Identifying and Investigating the Late-1960s Interhemispheric SST Shift

Thursday, 18 December 2014
Andrew Ronald Friedman, Institut Pierre Simon Laplace - IPSL / LOCEAN, Paris, France, Shih-Yu Lee, Academia Sinica, Taipei, Taiwan, Yuwei Liu, Stanford University, Earth Sciences, Stanford, CA, United States and John C H Chiang, Univ California, Berkeley, CA, United States
The global north–south interhemispheric sea surface temperature (SST) difference experienced a pronounced and rapid decrease in the late 1960s, which has been linked to drying in the Sahel, South Asia, and East Asia. However, some basic questions about the interhemispheric SST shift remain unresolved, including its scale and whether the constituent changes in different basins were coordinated. In this study, we systematically investigate the spatial and temporal behavior of the late-1960s interhemispheric SST shift using ocean surface and subsurface observations. We also evaluate potential mechanisms using control and specific-forcing CMIP5 simulations.

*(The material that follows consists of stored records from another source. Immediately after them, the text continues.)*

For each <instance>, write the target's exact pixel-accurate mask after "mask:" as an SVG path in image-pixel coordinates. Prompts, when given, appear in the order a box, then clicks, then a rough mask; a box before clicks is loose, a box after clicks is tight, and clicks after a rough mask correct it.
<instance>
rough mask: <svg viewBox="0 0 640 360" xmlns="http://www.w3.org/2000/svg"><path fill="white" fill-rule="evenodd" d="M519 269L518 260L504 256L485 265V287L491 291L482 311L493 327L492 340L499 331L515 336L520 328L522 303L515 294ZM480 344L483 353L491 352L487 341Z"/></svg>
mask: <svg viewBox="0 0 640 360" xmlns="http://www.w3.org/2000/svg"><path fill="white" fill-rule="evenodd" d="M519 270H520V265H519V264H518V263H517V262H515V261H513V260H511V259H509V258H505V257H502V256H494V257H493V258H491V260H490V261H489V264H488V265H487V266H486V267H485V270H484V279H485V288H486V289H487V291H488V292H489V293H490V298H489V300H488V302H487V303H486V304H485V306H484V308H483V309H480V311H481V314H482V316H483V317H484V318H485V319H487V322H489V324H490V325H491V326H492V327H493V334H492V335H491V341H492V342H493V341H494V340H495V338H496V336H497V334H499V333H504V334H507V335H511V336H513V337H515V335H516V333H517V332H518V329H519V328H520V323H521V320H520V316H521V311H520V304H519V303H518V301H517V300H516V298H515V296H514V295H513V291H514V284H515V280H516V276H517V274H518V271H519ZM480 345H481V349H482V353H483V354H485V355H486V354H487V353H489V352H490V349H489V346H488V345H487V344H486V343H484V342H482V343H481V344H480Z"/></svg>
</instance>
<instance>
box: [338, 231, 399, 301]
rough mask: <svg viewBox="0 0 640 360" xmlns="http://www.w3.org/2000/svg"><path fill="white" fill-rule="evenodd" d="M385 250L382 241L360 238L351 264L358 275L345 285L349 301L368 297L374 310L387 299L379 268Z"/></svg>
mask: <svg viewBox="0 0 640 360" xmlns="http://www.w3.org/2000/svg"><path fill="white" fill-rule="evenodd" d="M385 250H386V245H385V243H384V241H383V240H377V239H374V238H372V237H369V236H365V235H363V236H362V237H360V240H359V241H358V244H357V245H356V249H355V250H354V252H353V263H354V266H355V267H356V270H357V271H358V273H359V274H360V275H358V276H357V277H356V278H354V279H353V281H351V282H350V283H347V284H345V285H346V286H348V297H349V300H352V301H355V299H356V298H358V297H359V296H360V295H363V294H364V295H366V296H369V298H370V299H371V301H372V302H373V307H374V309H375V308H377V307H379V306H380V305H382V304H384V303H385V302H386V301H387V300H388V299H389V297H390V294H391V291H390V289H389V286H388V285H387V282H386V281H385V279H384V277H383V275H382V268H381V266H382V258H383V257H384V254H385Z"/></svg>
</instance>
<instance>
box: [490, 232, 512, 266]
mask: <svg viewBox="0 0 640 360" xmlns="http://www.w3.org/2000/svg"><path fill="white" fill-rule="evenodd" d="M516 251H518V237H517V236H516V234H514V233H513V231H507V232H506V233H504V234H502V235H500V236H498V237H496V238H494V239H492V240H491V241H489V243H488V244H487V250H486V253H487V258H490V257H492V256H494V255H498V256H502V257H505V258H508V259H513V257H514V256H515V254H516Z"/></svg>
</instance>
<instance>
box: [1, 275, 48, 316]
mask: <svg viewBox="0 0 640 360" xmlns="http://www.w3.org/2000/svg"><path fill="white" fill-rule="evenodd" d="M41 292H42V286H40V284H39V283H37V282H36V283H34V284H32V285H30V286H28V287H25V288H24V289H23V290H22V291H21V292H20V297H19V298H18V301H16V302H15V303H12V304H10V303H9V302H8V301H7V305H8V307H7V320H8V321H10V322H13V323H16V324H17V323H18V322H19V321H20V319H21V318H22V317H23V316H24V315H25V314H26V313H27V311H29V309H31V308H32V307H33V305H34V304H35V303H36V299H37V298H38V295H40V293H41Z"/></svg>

Using a regime shift detection technique, we identify the late-1960s shift as the most prominent in the historical observational SST record. We additionally examine the corresponding changes in upper-ocean heat content and salinity associated with the shift. We find that there were coordinated upper-ocean cooling and freshening in the subpolar North Atlantic, the region of the largest-magnitude SST decrease during the interhemispheric shift. These upper-ocean changes correspond to a weakened North Atlantic thermohaline circulation (THC). However, the THC decrease does not fully account for the rapid global interhemispheric SST shift, particularly the warming in the extratropical Southern Hemisphere.